Samstag, 16. Februar 2008

stuttgart.jpgFür Besucher, die des heimischen Dialekts nicht mächtig sind, ist allein das Verstehen der Stuttgarter schon ein Abenteuer. Aber die baden-württembergische Landeshauptstadt hat mehr im Angebot. Auch in diesem Jahr bietet die Stuttgart-Marketing GmbH wieder spannende Erlebnis- Besichtigungen an. Ob der enge Fluchtstollen des Heslacher Tunnels, das geheimnisvolle Krematorium auf dem Pragfriedhof, der Gewölbekeller des Weinguts der Stadt Stuttgart, lebensrettende Luftschutzbunker oder aufsehenerregende Bauprojekte – das Angebot der Reihen “Stuttgart unterirdisch” und “Stuttgart baut” ist einzigartig.

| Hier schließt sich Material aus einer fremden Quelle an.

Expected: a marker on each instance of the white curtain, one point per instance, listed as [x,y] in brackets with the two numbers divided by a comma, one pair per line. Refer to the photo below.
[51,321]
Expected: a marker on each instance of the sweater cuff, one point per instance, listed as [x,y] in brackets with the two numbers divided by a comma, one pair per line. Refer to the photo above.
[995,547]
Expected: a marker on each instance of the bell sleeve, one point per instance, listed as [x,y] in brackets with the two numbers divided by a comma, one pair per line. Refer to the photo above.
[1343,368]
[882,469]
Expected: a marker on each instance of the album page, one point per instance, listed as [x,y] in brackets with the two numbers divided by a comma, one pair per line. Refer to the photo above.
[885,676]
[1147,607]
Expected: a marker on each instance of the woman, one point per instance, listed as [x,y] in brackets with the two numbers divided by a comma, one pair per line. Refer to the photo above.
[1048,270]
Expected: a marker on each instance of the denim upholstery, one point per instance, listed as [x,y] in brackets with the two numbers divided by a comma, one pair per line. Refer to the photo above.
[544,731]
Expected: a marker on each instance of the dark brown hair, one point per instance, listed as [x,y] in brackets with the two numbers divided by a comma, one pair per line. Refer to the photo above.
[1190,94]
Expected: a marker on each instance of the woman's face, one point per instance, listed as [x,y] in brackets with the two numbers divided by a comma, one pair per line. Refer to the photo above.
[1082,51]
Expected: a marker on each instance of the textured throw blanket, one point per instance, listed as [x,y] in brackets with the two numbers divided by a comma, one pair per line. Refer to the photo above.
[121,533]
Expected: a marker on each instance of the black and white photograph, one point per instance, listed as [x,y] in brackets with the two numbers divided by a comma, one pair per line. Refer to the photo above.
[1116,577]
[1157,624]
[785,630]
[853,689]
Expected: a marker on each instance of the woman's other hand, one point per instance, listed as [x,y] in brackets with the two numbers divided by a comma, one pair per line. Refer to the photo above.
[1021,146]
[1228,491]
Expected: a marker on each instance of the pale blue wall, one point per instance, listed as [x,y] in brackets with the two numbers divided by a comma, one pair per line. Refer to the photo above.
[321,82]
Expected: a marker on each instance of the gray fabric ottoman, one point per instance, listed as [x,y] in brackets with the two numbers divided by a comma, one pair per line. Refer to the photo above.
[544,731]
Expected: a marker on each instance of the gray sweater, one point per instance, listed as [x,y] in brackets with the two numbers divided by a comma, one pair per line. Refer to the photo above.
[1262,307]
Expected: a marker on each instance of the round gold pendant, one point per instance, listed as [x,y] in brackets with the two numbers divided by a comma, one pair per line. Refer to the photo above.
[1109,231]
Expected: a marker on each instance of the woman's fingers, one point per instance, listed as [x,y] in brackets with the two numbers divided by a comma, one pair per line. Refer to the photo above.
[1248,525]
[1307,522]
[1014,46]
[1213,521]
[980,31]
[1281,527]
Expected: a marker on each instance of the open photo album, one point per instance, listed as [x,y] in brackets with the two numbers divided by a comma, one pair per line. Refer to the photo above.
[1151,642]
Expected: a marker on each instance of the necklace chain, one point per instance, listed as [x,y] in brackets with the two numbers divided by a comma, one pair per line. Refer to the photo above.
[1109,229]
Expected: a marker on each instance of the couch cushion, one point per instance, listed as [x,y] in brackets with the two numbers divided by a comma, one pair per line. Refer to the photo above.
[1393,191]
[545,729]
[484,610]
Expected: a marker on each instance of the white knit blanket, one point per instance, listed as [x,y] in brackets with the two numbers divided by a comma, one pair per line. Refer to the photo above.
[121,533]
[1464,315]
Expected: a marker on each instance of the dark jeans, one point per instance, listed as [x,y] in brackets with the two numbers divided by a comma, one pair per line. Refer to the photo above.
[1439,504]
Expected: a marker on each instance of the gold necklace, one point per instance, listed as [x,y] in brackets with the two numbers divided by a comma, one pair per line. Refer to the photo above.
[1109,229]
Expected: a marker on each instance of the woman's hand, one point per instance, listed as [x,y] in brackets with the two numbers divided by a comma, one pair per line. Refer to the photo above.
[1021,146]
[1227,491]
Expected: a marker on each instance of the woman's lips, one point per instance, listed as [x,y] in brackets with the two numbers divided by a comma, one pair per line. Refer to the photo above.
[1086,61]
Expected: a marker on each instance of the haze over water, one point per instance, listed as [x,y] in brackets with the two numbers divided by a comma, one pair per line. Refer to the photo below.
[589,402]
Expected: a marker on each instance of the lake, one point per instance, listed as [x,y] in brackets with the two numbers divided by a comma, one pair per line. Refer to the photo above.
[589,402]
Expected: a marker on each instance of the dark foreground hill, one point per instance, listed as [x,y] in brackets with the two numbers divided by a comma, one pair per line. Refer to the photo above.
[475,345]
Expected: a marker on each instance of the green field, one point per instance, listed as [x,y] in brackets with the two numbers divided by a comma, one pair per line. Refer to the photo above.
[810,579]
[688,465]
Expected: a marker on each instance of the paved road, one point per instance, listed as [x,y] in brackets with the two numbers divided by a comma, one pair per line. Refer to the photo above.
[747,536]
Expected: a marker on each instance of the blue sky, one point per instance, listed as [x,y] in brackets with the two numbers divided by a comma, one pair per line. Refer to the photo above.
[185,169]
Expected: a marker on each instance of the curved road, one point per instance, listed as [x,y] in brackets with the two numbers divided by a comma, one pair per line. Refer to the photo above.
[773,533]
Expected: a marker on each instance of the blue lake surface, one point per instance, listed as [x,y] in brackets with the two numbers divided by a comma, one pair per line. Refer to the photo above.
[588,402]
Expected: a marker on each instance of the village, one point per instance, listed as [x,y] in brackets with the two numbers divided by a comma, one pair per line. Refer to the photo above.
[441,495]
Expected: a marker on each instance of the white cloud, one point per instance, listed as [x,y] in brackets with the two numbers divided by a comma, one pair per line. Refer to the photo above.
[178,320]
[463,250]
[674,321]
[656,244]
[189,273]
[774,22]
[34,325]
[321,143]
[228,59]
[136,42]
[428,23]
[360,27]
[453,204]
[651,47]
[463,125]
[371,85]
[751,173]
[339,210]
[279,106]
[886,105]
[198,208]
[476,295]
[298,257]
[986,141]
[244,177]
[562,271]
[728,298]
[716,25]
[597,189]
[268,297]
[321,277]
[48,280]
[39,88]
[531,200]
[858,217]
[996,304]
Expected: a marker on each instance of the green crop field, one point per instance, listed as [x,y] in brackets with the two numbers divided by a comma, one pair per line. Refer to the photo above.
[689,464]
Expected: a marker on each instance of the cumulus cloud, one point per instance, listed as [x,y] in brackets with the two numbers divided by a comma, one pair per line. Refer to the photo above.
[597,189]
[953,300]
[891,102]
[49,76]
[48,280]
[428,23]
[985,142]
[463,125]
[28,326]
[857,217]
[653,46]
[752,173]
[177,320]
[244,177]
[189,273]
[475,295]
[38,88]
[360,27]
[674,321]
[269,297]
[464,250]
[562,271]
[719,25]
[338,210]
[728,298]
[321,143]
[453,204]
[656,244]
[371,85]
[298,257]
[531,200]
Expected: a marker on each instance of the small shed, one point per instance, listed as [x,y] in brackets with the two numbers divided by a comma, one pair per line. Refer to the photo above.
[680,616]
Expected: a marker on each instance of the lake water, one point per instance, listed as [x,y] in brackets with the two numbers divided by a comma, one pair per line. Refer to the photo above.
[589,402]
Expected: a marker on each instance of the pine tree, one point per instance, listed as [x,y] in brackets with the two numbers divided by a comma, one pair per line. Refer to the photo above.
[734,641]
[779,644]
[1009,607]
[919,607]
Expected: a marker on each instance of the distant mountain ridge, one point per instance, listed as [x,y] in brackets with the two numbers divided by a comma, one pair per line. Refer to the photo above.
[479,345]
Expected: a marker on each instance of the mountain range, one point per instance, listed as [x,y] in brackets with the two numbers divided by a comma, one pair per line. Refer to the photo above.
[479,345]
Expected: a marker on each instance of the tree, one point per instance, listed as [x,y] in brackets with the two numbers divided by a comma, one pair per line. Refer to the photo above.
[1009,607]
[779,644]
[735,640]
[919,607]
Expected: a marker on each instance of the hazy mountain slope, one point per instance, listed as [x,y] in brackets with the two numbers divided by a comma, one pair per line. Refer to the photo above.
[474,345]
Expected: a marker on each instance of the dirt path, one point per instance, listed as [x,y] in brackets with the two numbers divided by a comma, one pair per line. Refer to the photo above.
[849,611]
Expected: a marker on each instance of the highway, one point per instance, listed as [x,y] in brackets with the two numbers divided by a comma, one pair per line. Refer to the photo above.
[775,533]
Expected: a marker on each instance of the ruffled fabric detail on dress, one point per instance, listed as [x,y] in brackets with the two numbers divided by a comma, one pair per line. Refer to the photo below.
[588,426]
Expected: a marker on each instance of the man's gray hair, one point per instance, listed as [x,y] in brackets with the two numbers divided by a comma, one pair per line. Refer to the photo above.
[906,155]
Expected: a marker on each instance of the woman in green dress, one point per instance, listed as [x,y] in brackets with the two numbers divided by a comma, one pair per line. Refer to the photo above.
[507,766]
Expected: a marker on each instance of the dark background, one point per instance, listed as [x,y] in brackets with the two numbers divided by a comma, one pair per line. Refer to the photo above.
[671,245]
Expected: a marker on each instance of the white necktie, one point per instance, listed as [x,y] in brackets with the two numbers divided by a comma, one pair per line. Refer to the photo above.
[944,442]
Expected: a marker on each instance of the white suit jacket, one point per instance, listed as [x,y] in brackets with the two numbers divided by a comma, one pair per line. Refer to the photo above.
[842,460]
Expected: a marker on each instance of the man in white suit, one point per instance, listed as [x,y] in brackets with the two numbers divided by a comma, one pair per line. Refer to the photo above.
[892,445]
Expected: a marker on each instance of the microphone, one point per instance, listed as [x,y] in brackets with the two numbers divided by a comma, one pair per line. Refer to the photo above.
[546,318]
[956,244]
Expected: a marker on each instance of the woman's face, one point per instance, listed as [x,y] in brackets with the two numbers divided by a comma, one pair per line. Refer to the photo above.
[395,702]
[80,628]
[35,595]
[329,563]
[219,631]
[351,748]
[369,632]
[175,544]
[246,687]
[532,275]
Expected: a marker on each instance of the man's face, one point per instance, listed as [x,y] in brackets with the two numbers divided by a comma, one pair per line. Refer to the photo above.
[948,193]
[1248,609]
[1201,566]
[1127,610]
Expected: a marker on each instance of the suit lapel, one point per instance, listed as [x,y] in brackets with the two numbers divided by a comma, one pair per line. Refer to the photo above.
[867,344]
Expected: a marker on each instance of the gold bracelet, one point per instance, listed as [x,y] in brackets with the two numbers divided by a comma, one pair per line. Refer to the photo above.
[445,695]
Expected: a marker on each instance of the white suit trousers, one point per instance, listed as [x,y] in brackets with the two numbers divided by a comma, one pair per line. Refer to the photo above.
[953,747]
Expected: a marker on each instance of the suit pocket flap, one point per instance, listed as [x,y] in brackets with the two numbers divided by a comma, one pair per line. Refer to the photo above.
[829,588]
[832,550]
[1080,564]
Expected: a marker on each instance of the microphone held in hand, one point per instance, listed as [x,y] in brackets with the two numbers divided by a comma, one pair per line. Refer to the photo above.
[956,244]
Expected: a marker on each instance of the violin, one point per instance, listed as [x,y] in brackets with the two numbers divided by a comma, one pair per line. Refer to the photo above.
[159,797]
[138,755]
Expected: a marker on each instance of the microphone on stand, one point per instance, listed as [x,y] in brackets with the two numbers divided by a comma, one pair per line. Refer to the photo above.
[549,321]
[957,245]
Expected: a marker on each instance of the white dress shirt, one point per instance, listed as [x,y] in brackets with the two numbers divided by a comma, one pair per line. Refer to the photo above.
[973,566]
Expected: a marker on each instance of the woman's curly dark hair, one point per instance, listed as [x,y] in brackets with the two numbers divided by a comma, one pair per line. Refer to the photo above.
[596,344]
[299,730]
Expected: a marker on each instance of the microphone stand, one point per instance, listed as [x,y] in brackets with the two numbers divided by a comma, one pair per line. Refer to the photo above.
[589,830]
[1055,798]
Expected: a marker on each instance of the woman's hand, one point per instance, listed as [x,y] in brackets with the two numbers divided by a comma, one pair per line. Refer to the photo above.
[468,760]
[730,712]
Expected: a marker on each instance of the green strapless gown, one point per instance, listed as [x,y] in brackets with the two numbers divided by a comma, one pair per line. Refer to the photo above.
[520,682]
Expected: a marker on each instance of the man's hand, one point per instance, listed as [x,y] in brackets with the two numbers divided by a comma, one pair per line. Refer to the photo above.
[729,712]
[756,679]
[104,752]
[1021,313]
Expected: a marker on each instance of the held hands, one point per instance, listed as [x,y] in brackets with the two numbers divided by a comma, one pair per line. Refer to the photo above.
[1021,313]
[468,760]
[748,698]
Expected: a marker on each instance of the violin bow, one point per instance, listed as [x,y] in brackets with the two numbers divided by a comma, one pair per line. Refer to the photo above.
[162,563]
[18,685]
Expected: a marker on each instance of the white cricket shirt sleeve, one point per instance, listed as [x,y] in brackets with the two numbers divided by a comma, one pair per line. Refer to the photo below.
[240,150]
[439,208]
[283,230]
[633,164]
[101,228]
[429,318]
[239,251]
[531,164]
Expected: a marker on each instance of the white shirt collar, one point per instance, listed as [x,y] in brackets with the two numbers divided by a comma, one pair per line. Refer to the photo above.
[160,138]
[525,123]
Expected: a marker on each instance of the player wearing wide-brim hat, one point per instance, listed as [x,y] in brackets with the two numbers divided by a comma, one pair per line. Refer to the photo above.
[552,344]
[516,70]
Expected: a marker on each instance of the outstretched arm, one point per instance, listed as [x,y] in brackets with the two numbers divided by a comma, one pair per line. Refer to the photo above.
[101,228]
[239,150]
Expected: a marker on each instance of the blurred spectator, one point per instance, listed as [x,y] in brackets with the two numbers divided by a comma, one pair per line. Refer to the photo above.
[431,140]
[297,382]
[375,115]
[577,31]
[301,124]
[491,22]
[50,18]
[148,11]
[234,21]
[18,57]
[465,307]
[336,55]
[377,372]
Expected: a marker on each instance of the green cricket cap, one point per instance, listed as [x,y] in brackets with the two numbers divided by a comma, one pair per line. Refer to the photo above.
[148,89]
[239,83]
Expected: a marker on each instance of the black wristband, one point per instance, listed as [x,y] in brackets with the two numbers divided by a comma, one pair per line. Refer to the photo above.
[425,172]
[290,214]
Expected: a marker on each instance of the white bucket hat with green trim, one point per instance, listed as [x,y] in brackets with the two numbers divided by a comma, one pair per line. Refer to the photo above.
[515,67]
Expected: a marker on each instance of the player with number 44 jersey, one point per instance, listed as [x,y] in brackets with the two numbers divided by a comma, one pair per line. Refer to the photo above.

Den Höhepunkt im diesjährigen “Stuttgart-baut”-Programm bildet die Rundfahrt Stuttgart 21. Bei dieser Rundfahrt soll besonders die städtebauliche Dimension des Bauprojekts verdeutlicht werden. Die Tour startet im TurmForum Stuttgart 21 im Hauptbahnhof. Die Stadtführer der Stuttgart-Marketing erläutern anhand der Modelle in der Ausstellung Stuttgart 21 die bevorstehenden Veränderungen im Städtebau, den zeitlichen Ablauf der Bauabschnitte, die Baustellenplanung sowie die Bedeutung für den Bahnverkehr. Anschließend geht es durch den Hauptbahnhof mit Betrachtung des jetzigen Gleisfelds und der zukünftigen Baugrube. Wo werden die Gleise im neuen Bahnhof sein? Wohin werden die Prellböcke verlegt? Nach der Beantwortung dieser und weiterer Fragen geht es zu Fuß durch das Europaviertel bis zum Pariser Platz.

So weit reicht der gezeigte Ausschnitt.